Work | Ayushman Singh

Sesame AI

Machine Learning Engineer, Inference·May 2026 — Present

Working on Inference and streamlining Infra.

—Setting up an automated latency benchmarking pipeline.

Capital One

Apr 2024 — May 2026

Principal Associate, Applied Research·Jul 2025 — May 2026

I lead inference optimization initiatives for production large language model systems, focusing on custom kernel development and system-level performance improvements.

—Coordinate technical efforts across Applied Research, Infrastructure, and customer organizations, bridging research innovation with production deployment.
—Led optimization work for Capital One's first customer-facing AI product, achieving 43% latency reduction and 34% throughput gains through custom kernels and serving infrastructure improvements.
—Guide senior engineers on GPU kernel development, profiling techniques, and production inference engineering.

Senior Associate, Applied Research·Apr 2024 — Jul 2025

I worked on production inference systems for large language models, developing optimization techniques that powered customer-facing AI applications.

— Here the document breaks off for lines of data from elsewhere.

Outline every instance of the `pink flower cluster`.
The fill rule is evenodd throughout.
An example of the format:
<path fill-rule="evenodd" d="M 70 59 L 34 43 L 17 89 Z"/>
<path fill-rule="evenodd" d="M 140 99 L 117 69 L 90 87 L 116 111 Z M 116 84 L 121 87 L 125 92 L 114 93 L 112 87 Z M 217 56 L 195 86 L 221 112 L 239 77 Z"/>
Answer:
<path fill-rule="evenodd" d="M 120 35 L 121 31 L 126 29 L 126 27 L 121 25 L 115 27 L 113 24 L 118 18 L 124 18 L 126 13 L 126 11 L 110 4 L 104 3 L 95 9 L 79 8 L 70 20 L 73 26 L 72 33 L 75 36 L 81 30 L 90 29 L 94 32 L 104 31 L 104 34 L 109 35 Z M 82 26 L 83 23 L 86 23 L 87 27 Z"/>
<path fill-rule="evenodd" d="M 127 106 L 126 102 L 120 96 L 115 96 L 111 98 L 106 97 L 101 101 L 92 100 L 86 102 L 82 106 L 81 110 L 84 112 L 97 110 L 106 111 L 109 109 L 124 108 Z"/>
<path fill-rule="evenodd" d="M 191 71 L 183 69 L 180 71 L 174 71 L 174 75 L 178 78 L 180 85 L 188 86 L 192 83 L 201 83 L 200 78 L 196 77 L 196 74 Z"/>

—Set up optimized inference pipelines using Triton Inference Server and TensorRT-LLM for production deployment.
—Reduced latency by 30% for business-critical agentic application, enabling deployment of system supporting $80M in operational value through batching, prefix-cache routing, and pipeline optimizations.
—Developed custom CUDA and Triton kernels for speculative decoding, achieving 40% training speedup through fused GPU operations and reduced memory-bound overhead.